Normalization and Monotonic Constraints
Evidence from race-picks.R lines 96-251:
The normalize_position_probabilities() function implements:
Race Participation Adjustment (lines 116-128):
Base probabilities are scaled by race participation: normalized[[prob_col]] <- normalized[[prob_col]] * normalized[[race_prob_col]]
Normalization to Target Sums (lines 130-182):
- Calculates target sums:
target_sum <- 100 * threshold(100% for Top-1, 300% for Top-3, etc.) - Applies scaling factor:
scaling_factor <- target_sum / current_sum - Caps individual probabilities at 100% and redistributes excess proportionally (lines 142-172)

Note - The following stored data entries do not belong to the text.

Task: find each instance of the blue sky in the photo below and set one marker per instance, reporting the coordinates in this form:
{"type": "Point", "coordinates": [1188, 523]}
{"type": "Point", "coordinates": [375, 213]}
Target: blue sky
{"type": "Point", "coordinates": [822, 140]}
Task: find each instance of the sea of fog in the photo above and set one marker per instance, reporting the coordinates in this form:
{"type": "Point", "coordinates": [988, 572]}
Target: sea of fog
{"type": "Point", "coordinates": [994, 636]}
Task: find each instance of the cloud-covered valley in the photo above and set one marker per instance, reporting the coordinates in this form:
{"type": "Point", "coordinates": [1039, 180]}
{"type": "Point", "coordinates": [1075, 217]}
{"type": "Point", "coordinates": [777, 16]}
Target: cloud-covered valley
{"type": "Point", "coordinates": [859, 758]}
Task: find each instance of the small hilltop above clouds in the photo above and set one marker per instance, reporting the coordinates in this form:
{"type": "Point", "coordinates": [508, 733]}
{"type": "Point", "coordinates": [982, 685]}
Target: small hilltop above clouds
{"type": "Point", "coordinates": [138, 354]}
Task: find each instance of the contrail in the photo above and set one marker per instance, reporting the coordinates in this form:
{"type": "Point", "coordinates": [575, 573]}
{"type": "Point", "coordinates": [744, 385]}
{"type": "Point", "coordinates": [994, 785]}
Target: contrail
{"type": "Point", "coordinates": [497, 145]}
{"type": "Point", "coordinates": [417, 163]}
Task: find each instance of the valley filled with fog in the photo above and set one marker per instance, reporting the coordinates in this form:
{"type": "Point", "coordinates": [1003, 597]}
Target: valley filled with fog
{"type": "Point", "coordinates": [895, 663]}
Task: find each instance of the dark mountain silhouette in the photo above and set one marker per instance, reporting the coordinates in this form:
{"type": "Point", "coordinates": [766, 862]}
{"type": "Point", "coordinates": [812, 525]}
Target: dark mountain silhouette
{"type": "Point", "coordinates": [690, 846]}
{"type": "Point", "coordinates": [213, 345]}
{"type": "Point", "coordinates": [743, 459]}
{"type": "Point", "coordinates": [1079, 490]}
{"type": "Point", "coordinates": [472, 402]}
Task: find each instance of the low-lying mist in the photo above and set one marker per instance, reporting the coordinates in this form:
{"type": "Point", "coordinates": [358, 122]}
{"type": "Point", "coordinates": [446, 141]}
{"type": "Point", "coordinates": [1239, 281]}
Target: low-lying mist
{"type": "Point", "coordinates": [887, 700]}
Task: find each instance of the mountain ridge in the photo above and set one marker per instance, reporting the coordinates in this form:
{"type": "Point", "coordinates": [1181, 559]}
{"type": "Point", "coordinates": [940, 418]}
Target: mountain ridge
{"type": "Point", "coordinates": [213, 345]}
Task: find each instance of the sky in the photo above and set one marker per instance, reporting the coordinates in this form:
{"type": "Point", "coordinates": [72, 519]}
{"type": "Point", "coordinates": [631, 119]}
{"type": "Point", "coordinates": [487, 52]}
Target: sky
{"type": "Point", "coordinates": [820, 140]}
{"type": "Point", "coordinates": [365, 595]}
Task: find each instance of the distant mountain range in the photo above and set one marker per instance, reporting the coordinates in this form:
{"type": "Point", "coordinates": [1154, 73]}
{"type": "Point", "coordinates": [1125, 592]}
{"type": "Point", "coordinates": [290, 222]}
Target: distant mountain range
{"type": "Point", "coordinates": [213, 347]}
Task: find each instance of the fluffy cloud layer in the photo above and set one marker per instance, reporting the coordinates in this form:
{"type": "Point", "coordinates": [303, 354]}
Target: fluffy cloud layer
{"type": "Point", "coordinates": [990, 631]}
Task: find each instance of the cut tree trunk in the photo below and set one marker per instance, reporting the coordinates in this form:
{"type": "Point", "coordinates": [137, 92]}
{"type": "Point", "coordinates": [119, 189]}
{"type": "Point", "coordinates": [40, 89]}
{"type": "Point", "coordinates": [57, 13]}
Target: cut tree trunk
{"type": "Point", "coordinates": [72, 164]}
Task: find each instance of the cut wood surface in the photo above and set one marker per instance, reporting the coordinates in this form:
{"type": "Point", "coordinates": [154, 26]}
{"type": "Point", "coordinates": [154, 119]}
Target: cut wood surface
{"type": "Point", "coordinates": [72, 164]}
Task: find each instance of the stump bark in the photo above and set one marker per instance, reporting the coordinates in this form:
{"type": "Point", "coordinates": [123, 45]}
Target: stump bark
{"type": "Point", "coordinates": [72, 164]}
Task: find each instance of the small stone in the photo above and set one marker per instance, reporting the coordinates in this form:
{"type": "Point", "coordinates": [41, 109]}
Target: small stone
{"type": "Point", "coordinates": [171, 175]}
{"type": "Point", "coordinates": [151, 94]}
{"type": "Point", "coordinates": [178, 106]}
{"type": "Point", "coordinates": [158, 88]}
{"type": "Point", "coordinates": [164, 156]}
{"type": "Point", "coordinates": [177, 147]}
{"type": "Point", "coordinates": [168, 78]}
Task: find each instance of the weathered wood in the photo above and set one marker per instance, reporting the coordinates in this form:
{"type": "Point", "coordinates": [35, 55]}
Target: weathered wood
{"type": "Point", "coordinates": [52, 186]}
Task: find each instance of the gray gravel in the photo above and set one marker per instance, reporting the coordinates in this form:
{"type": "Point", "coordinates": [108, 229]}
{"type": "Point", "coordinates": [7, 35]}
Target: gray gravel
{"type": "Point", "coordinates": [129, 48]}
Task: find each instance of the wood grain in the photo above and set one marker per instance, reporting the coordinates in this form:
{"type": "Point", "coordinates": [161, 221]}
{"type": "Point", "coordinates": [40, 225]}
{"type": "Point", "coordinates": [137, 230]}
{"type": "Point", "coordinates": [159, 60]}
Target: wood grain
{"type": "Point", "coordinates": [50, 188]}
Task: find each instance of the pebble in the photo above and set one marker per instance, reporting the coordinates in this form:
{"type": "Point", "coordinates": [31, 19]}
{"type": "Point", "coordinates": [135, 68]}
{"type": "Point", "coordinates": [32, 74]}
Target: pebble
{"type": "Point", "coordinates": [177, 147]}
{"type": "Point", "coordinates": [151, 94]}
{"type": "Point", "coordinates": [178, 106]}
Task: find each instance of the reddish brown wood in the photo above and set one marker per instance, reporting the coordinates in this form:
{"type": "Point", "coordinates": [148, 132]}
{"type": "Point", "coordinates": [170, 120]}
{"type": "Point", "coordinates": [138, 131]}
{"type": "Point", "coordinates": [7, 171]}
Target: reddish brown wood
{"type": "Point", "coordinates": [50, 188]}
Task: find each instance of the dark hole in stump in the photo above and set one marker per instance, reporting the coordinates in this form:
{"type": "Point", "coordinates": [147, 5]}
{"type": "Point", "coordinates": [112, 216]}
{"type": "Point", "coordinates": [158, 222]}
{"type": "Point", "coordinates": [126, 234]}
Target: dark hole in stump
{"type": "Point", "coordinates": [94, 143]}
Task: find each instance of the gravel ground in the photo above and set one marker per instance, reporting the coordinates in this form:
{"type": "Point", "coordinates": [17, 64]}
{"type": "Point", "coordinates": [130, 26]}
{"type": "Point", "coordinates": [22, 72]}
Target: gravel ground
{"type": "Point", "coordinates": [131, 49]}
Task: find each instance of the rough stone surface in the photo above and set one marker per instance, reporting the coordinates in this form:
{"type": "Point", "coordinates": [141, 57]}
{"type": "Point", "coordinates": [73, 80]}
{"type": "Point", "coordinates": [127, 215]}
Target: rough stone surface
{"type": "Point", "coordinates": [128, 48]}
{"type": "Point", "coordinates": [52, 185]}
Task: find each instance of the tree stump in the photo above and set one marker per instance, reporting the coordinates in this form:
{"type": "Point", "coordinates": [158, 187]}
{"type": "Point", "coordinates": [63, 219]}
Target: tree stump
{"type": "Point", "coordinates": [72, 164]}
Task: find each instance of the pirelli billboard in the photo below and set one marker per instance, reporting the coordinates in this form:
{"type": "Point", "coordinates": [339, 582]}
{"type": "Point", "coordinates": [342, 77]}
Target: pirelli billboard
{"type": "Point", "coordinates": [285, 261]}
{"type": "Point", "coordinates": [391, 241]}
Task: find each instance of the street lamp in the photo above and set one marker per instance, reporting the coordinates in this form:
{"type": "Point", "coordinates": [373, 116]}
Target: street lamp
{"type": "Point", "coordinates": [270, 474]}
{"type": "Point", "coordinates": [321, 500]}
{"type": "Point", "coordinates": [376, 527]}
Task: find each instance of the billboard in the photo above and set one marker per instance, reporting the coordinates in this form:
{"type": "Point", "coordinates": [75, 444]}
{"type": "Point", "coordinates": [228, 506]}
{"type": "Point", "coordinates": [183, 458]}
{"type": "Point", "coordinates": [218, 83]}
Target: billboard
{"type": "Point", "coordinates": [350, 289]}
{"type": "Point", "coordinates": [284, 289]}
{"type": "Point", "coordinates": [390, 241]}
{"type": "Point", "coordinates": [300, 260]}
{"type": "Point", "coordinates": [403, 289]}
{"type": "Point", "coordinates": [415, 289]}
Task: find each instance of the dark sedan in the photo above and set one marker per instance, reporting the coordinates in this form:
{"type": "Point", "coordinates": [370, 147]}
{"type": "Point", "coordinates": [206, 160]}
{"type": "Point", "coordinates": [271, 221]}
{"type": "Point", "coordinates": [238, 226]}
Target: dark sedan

Monotonic Constraints (lines 194-236):
For each athlete, ensures P(Top-1) ≤ P(Top-3) ≤ P(Top-5) ≤ P(Top-10) ≤ P(Top-30) by adjusting probabilities row-wise: if(probs[j] < probs[j-1]) { probs[j] <- probs[j-1] } (lines 207-210).
Re-normalization (lines 218-236): After monotonic adjustment, probabilities are re-normalized to maintain target sums while preserving constraint ordering.